Uit deze verhoudingen leert het ook iets over de liefde van
God.
Maar aanzienlijke kennis van Gods liefde is alleen wegens
openbaring beschikbaar. In de Schrift wordt Gods liefde
uitgelegd en in Gods omgang met de mensen aangetoond.
De ultieme betuiging van Gods liefde was het offer van
zijn Zoon aan het kruis om de mensen te verlossen: Hierin is
de liefde Gods jegens ons geopenbaard, dat God zijn
eniggeboren Zoon gezonden heeft in de wereld, opdat wij
zouden leven door Hem. Hierin is de liefde, niet dat wij God
liefgehad hebben, maar dat Hij ons heeft liefgehad en zijn Zoon
gezonden heeft als een verzoening voor onze zonden
(1 Johannes 4:9, 10).
Toen God zijn volk het bevel gaf, Gij zult de HERE, uw
God, liefhebben met geheel uw hart en met geheel uw ziel en
met geheel uw kracht hadden zij Gods liefde vele malen en op
vele wijzen ervaren. Hij mocht hun wederliefde verwachten.
Hoe kostelijk is uw goedertierenheid, o God; daarom
schuilen de mensenkinderen in de schaduw van uw vleugelen
(Psalm 36:8). Gedenk uw barmhartigheid, HERE, en uw
gunstbewijzen, want die zijn van eeuwigheid (Psalm 25:6).
Gij zult de HERE, uw God, liefhebben met geheel uw hart.
Oppervlakkige eredienst behaagt God niet. De meeste
godsdienstige praktijken op aarde zijn ijdele formaliteiten.
Ten tijde van Jesaja gold dit voor Israël. Straf was op
komst, Omdat dit volk Mij slechts met woorden nadert en met
zijn lippen eert, terwijl het zijn hart verre van Mij houdt
(Jesaja 29:13).
Ook in de tijd van Jezus was dit waar: Terecht heeft
Jesaja van u, huichelaars, geprofeteerd, zoals er geschreven
staat: Dit volk eert Mij met de lippen, maar hun hart is verre
van Mij (Marcus 7:6).
Oppervlakkige of halfhartige aanbidding behaagt God niet.
Wij moeten God met gans ons hart liefhebben: met gevoel,
oprechtheid en toewijding.
Gij zult de HERE, uw God, liefhebben ... met geheel uw ziel.
Zelfs ons hart is niet voldoende.
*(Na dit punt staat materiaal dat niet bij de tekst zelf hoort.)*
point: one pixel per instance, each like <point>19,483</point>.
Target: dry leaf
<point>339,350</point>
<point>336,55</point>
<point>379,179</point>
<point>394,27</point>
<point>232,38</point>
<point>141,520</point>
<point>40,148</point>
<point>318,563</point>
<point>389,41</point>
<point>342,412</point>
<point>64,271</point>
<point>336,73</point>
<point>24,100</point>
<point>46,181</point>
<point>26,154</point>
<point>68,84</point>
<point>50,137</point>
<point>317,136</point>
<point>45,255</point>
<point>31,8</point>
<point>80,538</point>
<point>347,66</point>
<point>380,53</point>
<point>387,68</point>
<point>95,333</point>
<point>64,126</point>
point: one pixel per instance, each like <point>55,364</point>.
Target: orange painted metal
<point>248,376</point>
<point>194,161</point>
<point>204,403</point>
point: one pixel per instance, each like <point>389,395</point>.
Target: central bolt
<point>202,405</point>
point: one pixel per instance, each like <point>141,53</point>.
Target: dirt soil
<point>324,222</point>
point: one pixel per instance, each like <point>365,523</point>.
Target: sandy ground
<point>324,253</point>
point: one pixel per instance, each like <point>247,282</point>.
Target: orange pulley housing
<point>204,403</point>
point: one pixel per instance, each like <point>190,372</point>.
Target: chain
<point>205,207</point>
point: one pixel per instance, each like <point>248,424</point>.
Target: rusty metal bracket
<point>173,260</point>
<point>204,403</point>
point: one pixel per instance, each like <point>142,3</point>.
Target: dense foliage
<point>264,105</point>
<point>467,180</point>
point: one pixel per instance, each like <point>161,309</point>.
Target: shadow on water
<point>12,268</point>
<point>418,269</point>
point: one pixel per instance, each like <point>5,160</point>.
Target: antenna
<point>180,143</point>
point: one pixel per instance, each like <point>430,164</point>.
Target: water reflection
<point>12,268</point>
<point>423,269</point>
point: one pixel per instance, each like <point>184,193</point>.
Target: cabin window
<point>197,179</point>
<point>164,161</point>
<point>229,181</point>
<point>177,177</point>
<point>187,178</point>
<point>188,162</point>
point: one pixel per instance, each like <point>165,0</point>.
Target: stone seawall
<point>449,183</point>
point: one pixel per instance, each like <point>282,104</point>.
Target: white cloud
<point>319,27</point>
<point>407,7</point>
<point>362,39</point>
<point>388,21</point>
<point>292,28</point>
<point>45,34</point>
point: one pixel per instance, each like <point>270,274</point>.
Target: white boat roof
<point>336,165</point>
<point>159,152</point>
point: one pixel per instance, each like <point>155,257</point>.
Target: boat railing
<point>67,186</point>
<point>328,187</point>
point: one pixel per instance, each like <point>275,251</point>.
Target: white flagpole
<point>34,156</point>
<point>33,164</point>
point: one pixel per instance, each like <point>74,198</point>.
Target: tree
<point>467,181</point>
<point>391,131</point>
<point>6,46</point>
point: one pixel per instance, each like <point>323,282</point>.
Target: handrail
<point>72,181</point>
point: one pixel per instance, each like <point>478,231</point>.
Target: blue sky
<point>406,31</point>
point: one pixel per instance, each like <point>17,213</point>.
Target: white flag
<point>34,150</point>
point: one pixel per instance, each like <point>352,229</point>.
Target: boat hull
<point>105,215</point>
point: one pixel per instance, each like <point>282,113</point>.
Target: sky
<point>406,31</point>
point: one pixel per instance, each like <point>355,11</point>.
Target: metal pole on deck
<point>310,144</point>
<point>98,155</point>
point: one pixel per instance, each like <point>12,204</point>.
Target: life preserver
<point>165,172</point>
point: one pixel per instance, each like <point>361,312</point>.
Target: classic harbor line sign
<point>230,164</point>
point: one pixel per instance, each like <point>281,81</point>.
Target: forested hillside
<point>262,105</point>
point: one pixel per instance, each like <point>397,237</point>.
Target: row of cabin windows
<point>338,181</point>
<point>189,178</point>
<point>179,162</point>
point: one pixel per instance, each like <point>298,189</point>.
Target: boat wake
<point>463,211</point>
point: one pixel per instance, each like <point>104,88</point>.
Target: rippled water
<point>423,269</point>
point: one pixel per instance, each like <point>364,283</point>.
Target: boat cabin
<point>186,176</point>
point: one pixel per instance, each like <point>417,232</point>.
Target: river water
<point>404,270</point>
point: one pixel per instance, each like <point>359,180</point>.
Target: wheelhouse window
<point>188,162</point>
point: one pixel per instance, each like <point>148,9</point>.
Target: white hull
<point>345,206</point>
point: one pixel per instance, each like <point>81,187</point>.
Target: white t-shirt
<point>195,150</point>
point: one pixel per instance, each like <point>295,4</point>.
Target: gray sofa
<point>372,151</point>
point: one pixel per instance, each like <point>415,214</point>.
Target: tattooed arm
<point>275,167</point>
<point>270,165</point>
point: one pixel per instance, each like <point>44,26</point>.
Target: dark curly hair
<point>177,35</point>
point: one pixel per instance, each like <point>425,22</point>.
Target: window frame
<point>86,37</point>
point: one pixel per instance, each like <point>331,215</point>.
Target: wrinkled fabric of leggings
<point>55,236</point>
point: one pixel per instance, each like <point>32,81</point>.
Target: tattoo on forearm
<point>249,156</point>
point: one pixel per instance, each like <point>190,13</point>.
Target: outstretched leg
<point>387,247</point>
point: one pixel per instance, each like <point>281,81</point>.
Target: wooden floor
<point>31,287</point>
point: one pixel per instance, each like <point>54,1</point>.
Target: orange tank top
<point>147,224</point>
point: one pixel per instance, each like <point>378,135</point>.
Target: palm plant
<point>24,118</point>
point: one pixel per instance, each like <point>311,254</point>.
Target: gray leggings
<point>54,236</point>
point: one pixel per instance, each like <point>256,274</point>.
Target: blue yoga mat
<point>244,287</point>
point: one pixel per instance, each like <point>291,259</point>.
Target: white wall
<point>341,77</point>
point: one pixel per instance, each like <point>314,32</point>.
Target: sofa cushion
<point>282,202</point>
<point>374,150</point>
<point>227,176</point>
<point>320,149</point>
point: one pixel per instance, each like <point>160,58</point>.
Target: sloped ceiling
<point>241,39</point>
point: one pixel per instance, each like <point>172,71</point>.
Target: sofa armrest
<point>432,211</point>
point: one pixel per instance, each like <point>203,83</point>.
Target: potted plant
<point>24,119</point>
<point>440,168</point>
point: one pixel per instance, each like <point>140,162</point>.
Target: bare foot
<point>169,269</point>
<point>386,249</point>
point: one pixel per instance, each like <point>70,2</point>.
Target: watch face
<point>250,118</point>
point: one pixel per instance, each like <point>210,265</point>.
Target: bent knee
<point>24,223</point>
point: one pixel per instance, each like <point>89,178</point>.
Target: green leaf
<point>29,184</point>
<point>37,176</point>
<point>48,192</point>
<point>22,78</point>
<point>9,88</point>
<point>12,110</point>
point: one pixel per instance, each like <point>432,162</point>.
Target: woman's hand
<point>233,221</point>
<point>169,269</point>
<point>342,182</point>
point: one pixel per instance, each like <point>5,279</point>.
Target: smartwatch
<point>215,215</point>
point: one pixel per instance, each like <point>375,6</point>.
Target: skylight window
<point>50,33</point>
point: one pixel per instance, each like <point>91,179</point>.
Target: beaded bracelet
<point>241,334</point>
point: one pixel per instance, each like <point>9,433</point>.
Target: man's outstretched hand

Wij moeten met gans ons
wezen God liefhebben. God-beminnen is niet iets voor nu en
dan. Liefde voor God doordringt onze ziel, is een wezenlijk deel
van ons bestaan, bepaalt wie wij zijn, en beïnvloedt alles wat
wij doen.
Paulus weidt hierover uit, Ik vermaan u dan, broeders,
met beroep op de barmhartigheden Gods, dat gij uw lichamen
stelt tot een levend, heilig en Gode welgevallig offer: dit is uw
redelijke eredienst. En wordt niet gelijkvormig aan deze wereld,
maar wordt hervormd door de vernieuwing van uw denken,
opdat gij moogt erkennen wat de wil van God is, het goede,
welgevallige en volkomene (Romeinen 12:1, 2).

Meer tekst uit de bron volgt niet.